I am reading through Leviticus these days and though the book can get tedious to a modern Western mind (like mine) that can’t comprehend why all these regulations and stipulations for worship and sacrifices are necessary, if you remember that this is a holy God communicating a way of doing things in order that people can approach him and not die (for we humans seem to have a certain propensity towards death and sin instead of life and righteousness, and God has an unfaltering desire to bring humankind near to him)…well, it all makes a lot more sense.
One of the things that struck me about the difference between Levitical law then and our law now is how we have divorced the consequences from any sinful or illegal act. Any crime, no matter what it is, is punishable by jail time (or some restriction of freedom such as house arrest or parole) or a payment of money. The very heart of God screams, “Restore! Repair! Redeem!” in order that relationships and communities might become whole again, yet when our society seeks to make people “pay” for their transgressions, the main punishment we dole out is alienation. It is much easier to punish a person than to teach them how to make it right. Simple impersonal punishment will never change someone’s heart.

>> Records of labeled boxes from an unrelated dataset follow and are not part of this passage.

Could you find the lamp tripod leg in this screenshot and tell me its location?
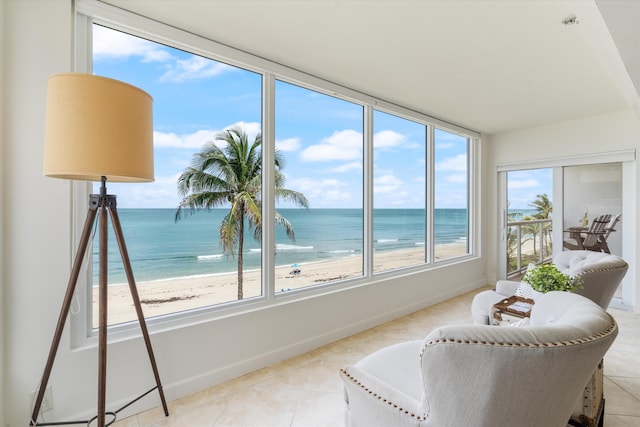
[107,201,169,416]
[29,204,97,426]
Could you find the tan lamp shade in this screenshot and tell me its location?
[43,73,154,182]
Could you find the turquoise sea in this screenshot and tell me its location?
[93,209,468,284]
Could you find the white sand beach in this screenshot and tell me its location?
[93,243,466,326]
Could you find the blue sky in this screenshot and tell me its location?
[507,168,553,210]
[93,26,542,208]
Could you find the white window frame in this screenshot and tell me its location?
[70,0,481,348]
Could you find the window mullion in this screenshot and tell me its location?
[362,106,373,277]
[262,73,276,300]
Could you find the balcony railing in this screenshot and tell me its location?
[507,219,553,278]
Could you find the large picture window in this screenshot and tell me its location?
[275,81,364,293]
[93,25,262,327]
[83,24,474,327]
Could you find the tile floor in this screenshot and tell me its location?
[114,292,640,427]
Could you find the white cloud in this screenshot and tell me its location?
[153,130,218,150]
[435,154,468,171]
[445,173,467,184]
[93,25,173,62]
[329,162,362,173]
[373,130,407,148]
[159,55,234,83]
[300,129,362,162]
[436,142,455,150]
[153,122,260,150]
[373,174,404,194]
[287,177,362,208]
[509,179,540,190]
[276,138,300,152]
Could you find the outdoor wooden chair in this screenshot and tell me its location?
[562,214,613,253]
[599,214,621,254]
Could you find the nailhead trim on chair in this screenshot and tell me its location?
[420,313,617,357]
[340,368,427,421]
[340,313,617,421]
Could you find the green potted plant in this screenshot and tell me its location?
[522,264,583,293]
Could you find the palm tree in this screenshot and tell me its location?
[175,127,309,300]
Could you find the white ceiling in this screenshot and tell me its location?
[103,0,640,134]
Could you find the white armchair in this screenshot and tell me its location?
[471,251,629,325]
[340,292,618,427]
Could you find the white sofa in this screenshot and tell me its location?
[340,292,618,427]
[471,251,629,325]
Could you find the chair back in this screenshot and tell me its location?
[553,251,629,310]
[604,214,622,240]
[420,292,618,427]
[582,214,611,248]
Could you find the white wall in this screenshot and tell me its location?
[0,1,6,426]
[0,0,486,427]
[485,110,640,312]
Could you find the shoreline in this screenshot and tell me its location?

One weekend, many many years ago, a few drunken vandals smashed up the mailbox at the end of the laneway leading to our family farm. It didn’t take the police long to catch the young men (drunken criminals are not all that bright) and when they asked my father if he wanted to press charges, he said no, he wanted someone to come and fix his mailbox. The officer made arrangements for the perpetrators to come to my father’s workshop on a Saturday morning and I remember peering out the living room window, waiting for them to arrive, wondering what heinous criminals would look like and feeling a certain fear in my young heart that my father would invite such dangerous persons onto our farm. A young man finally showed up, over an hour late, obviously ill at ease and so nervous about what lay ahead that he had felt the need to down some liquid courage before he came. His friend had refused to come.
I have no idea what exactly transpired between my father and the young man that morning. An hour or two later they emerged from the workshop and much to my relief, my father was unharmed and in fact, seemed taller than he had been that morning when he left the breakfast table; the criminal seemed calm, rather small, and not as menacing as I had imagined. The scarred and dented mailbox went back up on the wooden post later that day and every time I fetched the mail in the next few weeks, I wondered about our vandal. I hoped that he had learned a lesson and didn’t do mean things anymore. I hoped he had stopped drinking too much. I hoped he had listened to whatever it was that my father had said to him. And most of all, I hoped that he had appreciated what a fine man my father was and learned something about compassion and justice and restoration.
What if every time we committed a crime or a sin against someone, we had to make it right? What if you had to come face to face with the person you offended and work together to find a solution? What if you could not simply hide behind prison bars but had to support the family you stole from or rebuild that house you burnt down? I understand that in the case of violent crimes, protecting the innocent is a primary concern, but there must be a better way to deal with violent people than to put them all together in isolation? How will they learn any other way of life? How can they become people of righteousness if they are never around it?
We have mistakenly assumed that withdrawal and isolation are the best way to deal with problems, be they personal or societal – it is easier, but hardly effective. God always says, “Come.” If you are a criminal or a wrongdoer, God says come. If you have been wronged, God says come. And when we as wrongdoers and those who have been wronged can say "Come" to each other, then we will begin to see restoration.